En una actualización reciente de p11-kit que incluye Fedora no está funcionando Firefox correctamente y no carga páginas seguras cuando se usa p11-kit-proxy. Para resolverlo por ahora hay que modificar el fichero p11-kit-trust.module. Para ello, abrirlo para edición:

sudo gedit /usr/share/p11-kit/modules/p11-kit-trust.module

Y hay que desactivar la línea que deshabilita p11-kit-proxy, agregando el símbolo # al principio de la línea para que quede así y a continuación guardar y cerrar el editor:

#disable-in: p11-kit-proxy
  • Ejecutar el siguiente comando para reemplazar el enlace simbólico a libnssckbi para que haga uso de p11-kit-proxy de forma prioritaria:
sudo alternatives --install /usr/lib64/libnssckbi.so libnssckbi.so.x86_64 /usr/lib64/p11-kit-proxy.so 50
sudo alternatives --auto libnssckbi.so.x86_64

Eso es todo. Es necesario reiniciar Firefox, Evolution y cualquier otra aplicación que use certificados para que se apliquen los cambios. Si se ha insertado el lector y la tarjeta al lector, estas aplicaciones preguntarán por el PIN en páginas donde se solicite autenticación (por ejemplo en el sitio web de Internet Banking del Banco Nacional), lo que indicará que se la instalación ha sido exitosa.

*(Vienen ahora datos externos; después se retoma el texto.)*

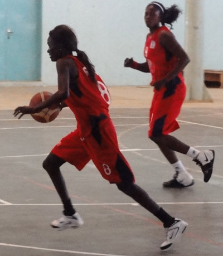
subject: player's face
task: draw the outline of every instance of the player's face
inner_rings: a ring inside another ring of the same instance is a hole
[[[160,22],[160,11],[157,10],[153,4],[147,6],[144,16],[145,22],[149,28],[158,27]]]
[[[63,57],[61,49],[60,49],[55,44],[54,44],[50,36],[49,36],[48,38],[47,45],[49,46],[47,52],[49,54],[50,57],[52,61],[56,61],[59,59],[61,59]]]

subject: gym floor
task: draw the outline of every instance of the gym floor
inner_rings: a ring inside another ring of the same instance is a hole
[[[164,229],[153,215],[103,180],[90,162],[79,172],[61,168],[72,202],[85,221],[81,228],[58,231],[50,223],[62,206],[42,162],[52,147],[76,127],[69,109],[51,123],[30,115],[20,120],[13,109],[28,104],[37,91],[54,87],[1,87],[0,210],[2,256],[150,256],[223,255],[223,89],[209,89],[213,103],[185,103],[173,135],[200,149],[215,151],[212,176],[203,181],[200,168],[178,154],[195,183],[164,189],[173,175],[156,145],[147,138],[152,90],[109,88],[110,108],[120,148],[134,172],[136,183],[172,215],[188,223],[182,239],[167,251],[159,246]]]

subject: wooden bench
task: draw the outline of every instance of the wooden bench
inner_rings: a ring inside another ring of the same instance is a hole
[[[223,88],[223,70],[205,69],[205,81],[219,82],[220,88]]]

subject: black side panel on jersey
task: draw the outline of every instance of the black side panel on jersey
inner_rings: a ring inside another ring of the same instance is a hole
[[[163,99],[169,97],[174,94],[177,85],[181,83],[181,79],[178,77],[173,78],[166,84],[165,87],[167,89],[163,94]]]
[[[153,137],[159,136],[162,134],[163,128],[166,117],[167,115],[166,114],[161,117],[160,118],[156,120],[154,123],[153,129],[152,132],[152,136]]]
[[[164,50],[165,50],[165,53],[166,53],[166,60],[167,61],[169,61],[171,60],[171,58],[173,56],[173,55],[169,50],[167,49],[164,49]]]
[[[101,142],[101,134],[100,131],[99,123],[102,120],[107,118],[107,117],[103,113],[100,113],[98,117],[94,115],[90,116],[90,122],[91,125],[91,134],[94,138],[100,145]]]
[[[132,183],[133,182],[134,177],[132,171],[122,157],[118,154],[117,155],[115,168],[119,173],[122,182],[127,183]]]

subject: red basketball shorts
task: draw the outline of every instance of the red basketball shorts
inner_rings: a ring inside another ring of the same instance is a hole
[[[178,76],[154,95],[149,112],[149,137],[166,135],[180,128],[176,118],[186,96],[186,86]]]
[[[110,120],[100,127],[101,142],[91,135],[80,136],[77,129],[56,145],[51,152],[81,171],[91,160],[101,176],[110,183],[134,182],[133,173],[120,152],[116,132]]]

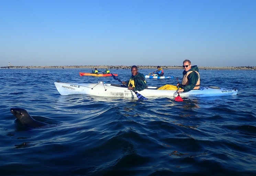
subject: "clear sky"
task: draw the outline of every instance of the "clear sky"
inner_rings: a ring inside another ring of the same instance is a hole
[[[256,9],[255,0],[0,0],[0,66],[256,66]]]

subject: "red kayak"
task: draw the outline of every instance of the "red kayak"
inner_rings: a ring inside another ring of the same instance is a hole
[[[90,73],[82,73],[79,72],[79,75],[80,76],[93,76],[94,77],[110,77],[112,75],[111,73],[109,74],[95,74]],[[113,74],[115,76],[117,76],[117,74]]]

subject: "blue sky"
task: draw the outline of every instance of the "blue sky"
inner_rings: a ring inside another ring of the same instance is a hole
[[[0,0],[0,66],[256,66],[254,0]]]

Si el componente de firma del Banco Central está instalado debería funcionar para poder realizar la prueba de firma. El sitio web de Soporte Firma Digital podría usar todavía la prueba de Java y no funciona con los navegadores modernos. En su lugar podría usarse la prueba con el firmador BCCR desde la página de Firma Digital de verificación de certificados (requiere instalar los certificados para poder entrar).